These should be kept as separate functions so each can be called at the appropriate place during startup. Also, as much as possible, keep initializations free from dependencies on other modules. People are always moving different initializations before and after others, making interdependence a real problem.

Accessing a Device with Multiple Data Paths

When accessing a device that has more than one data path, i.e., four streams of data flowing into it (0-3), you should take extra care in finding out which channels need to be accessed. Let's say we have two slots labeled (0-1), and we have eight ports per slot (0-7). By design we have the following: ports 0-3 on slot ID 0 belong to data path 0, ports 4-7 on slot ID 0 are attached to data path 1, ports 0-3 on slot ID 1 are associated with data path 2 and ports 4-7 on slot ID 1 are connected to data path 3. Notice the importance here of knowing if the numbers are 0- or 1-based. Such a complication in the hardware can lure us to write several conditional if/then/else statements. We can avoid that by plotting a binary table of the required results. Then we can figure out the bit shifting that will help us.

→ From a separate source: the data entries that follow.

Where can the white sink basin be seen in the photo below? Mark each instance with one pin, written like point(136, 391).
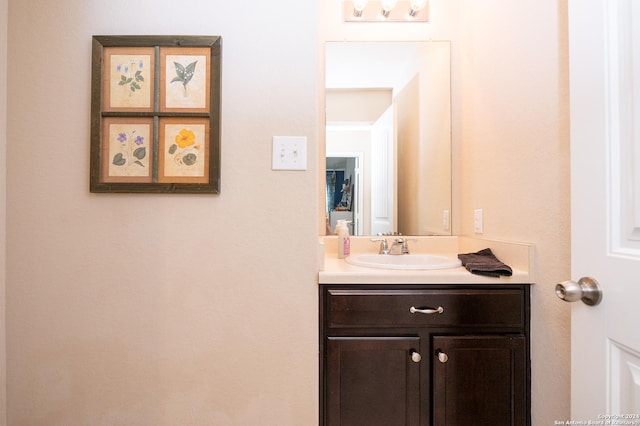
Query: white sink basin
point(404, 261)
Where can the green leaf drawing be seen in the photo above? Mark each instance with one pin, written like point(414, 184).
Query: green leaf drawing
point(184, 74)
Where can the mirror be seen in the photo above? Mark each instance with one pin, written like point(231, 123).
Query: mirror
point(388, 137)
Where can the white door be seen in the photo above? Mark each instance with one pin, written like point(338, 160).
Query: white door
point(383, 174)
point(604, 57)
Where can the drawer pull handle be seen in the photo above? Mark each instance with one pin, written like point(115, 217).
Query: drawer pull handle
point(415, 310)
point(442, 357)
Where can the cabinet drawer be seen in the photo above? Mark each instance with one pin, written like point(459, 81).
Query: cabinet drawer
point(349, 308)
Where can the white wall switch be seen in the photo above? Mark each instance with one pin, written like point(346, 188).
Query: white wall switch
point(289, 153)
point(477, 221)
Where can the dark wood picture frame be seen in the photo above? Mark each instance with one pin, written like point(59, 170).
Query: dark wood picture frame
point(155, 114)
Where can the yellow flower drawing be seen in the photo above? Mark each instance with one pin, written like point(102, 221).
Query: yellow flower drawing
point(185, 138)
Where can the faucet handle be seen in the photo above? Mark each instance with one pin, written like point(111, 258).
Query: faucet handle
point(405, 243)
point(384, 246)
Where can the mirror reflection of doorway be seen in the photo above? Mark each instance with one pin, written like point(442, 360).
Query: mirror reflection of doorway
point(343, 190)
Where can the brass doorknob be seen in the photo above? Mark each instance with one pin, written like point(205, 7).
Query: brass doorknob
point(586, 289)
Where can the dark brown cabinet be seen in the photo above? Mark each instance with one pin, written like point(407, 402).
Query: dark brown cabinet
point(421, 355)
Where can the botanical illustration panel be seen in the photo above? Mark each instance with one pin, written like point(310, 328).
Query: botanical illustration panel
point(128, 149)
point(129, 75)
point(184, 146)
point(185, 78)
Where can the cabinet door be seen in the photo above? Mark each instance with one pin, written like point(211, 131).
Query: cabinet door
point(372, 381)
point(479, 380)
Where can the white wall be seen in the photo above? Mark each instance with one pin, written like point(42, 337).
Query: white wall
point(3, 148)
point(514, 155)
point(161, 309)
point(510, 148)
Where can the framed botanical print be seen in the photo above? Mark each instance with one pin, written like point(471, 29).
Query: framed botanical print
point(155, 114)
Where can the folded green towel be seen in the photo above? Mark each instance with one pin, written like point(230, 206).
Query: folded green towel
point(484, 262)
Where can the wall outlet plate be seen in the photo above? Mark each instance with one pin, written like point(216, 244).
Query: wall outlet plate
point(289, 153)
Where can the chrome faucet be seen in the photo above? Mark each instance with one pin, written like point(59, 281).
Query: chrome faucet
point(384, 247)
point(399, 246)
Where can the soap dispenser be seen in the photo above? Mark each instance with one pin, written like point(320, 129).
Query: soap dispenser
point(344, 243)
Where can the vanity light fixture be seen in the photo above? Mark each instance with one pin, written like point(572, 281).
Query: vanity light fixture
point(417, 6)
point(386, 10)
point(387, 7)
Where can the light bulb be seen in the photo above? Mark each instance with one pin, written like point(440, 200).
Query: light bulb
point(417, 5)
point(387, 5)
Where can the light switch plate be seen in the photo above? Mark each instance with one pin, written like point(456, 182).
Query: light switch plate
point(478, 226)
point(289, 153)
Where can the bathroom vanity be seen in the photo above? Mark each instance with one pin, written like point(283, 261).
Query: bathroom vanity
point(423, 347)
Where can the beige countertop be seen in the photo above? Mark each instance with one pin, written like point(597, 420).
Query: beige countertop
point(519, 256)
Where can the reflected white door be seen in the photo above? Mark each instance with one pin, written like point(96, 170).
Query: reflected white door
point(604, 56)
point(383, 174)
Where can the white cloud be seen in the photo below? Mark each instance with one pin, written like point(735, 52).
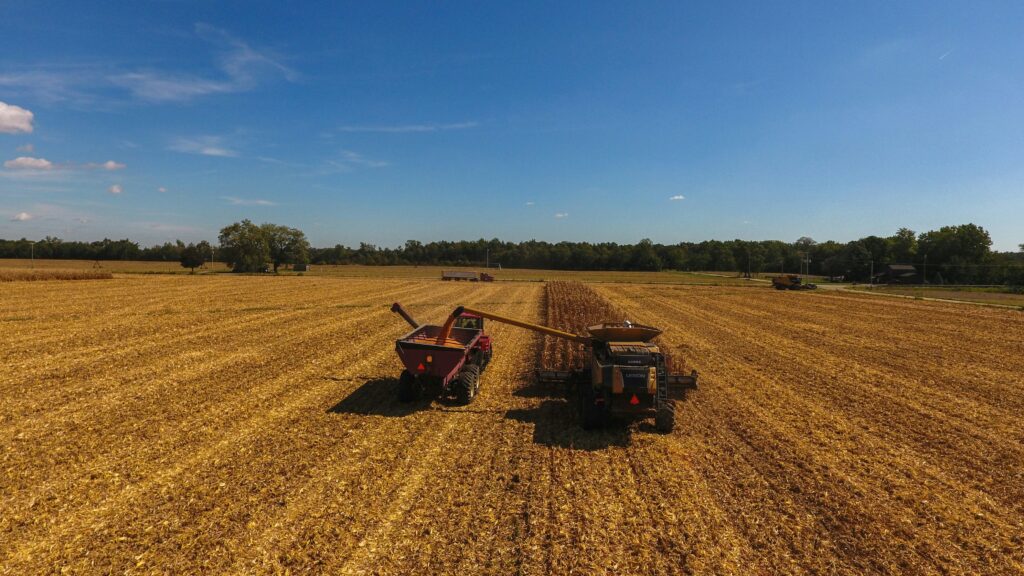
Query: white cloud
point(29, 163)
point(244, 68)
point(207, 146)
point(236, 201)
point(351, 160)
point(404, 128)
point(14, 119)
point(109, 165)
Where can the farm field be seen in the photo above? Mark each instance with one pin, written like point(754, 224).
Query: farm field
point(992, 296)
point(226, 424)
point(407, 272)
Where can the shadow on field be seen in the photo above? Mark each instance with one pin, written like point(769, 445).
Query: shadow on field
point(556, 422)
point(378, 397)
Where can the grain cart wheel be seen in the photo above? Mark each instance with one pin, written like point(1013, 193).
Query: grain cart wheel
point(410, 389)
point(466, 383)
point(665, 416)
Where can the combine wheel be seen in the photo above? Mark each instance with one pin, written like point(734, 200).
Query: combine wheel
point(410, 388)
point(467, 383)
point(665, 416)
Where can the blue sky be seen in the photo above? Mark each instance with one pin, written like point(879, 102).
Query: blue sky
point(556, 121)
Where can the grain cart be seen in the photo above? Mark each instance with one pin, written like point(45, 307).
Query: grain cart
point(792, 282)
point(453, 363)
point(627, 372)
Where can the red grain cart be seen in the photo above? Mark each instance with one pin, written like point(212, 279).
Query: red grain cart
point(454, 364)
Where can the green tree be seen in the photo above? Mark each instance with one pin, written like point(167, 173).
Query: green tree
point(244, 246)
point(644, 257)
point(956, 251)
point(192, 257)
point(286, 245)
point(903, 246)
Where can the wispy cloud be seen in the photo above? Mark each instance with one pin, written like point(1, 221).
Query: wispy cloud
point(243, 67)
point(349, 160)
point(236, 201)
point(207, 146)
point(109, 165)
point(14, 119)
point(406, 128)
point(29, 163)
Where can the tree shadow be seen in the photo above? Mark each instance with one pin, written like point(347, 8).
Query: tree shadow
point(378, 397)
point(556, 423)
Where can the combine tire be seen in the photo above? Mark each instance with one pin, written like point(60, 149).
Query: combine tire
point(467, 383)
point(410, 389)
point(665, 416)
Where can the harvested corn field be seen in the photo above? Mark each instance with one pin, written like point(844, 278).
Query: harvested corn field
point(250, 425)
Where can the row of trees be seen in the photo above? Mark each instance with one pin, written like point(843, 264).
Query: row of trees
point(952, 254)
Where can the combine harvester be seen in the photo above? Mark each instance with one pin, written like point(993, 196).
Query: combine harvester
point(627, 372)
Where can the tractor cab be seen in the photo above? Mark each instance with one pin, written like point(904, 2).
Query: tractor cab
point(467, 320)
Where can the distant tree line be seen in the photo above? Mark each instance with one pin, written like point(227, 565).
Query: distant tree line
point(958, 254)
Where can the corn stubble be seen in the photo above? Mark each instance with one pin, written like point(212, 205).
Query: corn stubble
point(186, 424)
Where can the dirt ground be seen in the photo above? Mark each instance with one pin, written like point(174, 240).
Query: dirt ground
point(186, 424)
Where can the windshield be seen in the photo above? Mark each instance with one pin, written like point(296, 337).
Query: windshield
point(474, 323)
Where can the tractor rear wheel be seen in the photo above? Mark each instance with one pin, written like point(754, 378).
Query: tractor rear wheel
point(410, 389)
point(467, 383)
point(665, 416)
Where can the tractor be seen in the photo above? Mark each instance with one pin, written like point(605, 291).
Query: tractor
point(627, 373)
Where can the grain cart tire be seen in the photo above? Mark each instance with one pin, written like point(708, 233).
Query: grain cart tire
point(466, 383)
point(410, 389)
point(665, 416)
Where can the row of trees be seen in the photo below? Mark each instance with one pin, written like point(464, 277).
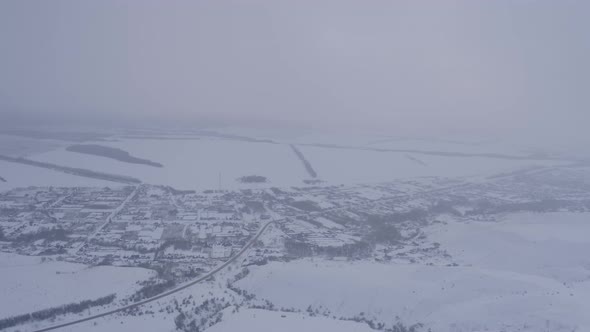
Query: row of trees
point(51, 313)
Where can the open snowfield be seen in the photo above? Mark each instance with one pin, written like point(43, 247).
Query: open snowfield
point(19, 175)
point(359, 166)
point(270, 321)
point(508, 279)
point(29, 285)
point(16, 146)
point(193, 164)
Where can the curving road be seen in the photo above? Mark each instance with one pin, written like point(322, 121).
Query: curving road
point(170, 292)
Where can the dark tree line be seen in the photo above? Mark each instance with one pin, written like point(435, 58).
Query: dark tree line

The following piece of code simplifies the table into a couple of register shifts. I am sure that bit shifting can be your friend in many cases, but you have to be careful:

DataPathSelected = (ioSlot<<1) + (PortNumber>>2)

If you plot the table for values of ioSlot ranging from 0-1 and PortNumber 0-7 per I/O card, DataPath will follow Table 1. This will actually give you a map and will always result in a 0 or a 1 indicating the data path required (see Listing 1).

Table 1. Binary Table of Required Results

ISRs

Interrupt service routines (ISRs) are powerful because they allow a simple and low-latency method to receive events. The disadvantage to them is that they can potentially flood the system and tie up system resources. If you have an event that could arrive in a flooding manner, you must provide a mechanism to detect this and disable the interrupt for a period of time.

How should an ISR be structured? It usually follows a template like this:

  1. ISR determines which device caused the event and masks it (this is probably handled for you by the SYS_Interrupt module that will call your registered ISR).

  2. ISR reads its device's interrupt registers to determine what happened.

  3. ISR sends an event to the application level task that is interested in the event.

  4. ISR finishes.

When the application gets the event, it performs the following functions:

  1. Task handles the event and performs the appropriate actions.

  2. Task acknowledges the interrupt by writing to any device registers plus perhaps any acknowledgement register in intermediate PLDs.

  3. Task re-enables the interrupt.

And that's it. This scheme is designed to minimize the CPU burden in ISR space.

Some schemes may involve acknowledging the interrupts within the ISR, rather than in items two and three at the applications level. If your ISR has multiple clients, you might be worried about one misbehaving client ruining it for the other client. This is one possible reason to put event acknowledging in the ISR. Also, some devices have clear-on-read (COR) event bits rather than clear-on-write (COW). To ensure consistency of structure between these two types of devices, you might want to acknowledge your events in the ISR.

With devices with COR event bits, you also must not make the mistake of clearing all events as follows:

events = _APS_ReadWord(devId, _APS_rApsEvent);
_APS_WriteReg(devId, _APS_rApsEvent, 0xFFFF);

Since there might be a new event between the two instructions, you must not write any more than the bits you read:

events = _APS_ReadWord(devId, _APS_rApsEvent);
_APS_WriteReg(devId, _APS_rApsEvent, events);
You also must be very careful in the device init and the ISR to ensure that all interrupts are either masked or acknowledged properly by the ISR. If not, you could hang the card software. I recommend always acknowledging all received interrupts in your ISR, not just those that you know how to handle. However, if you are implementing a more sophisticated ISR structure, just make sure that you write down all the possibilities and ensure that it all works out all right.
Mutex Locks

You may need to have mutual exclusion locks to ensure data integrity in your device. Here are a series of questions you need to ask:

  • Is there going to be more than one task accessing my driver routines?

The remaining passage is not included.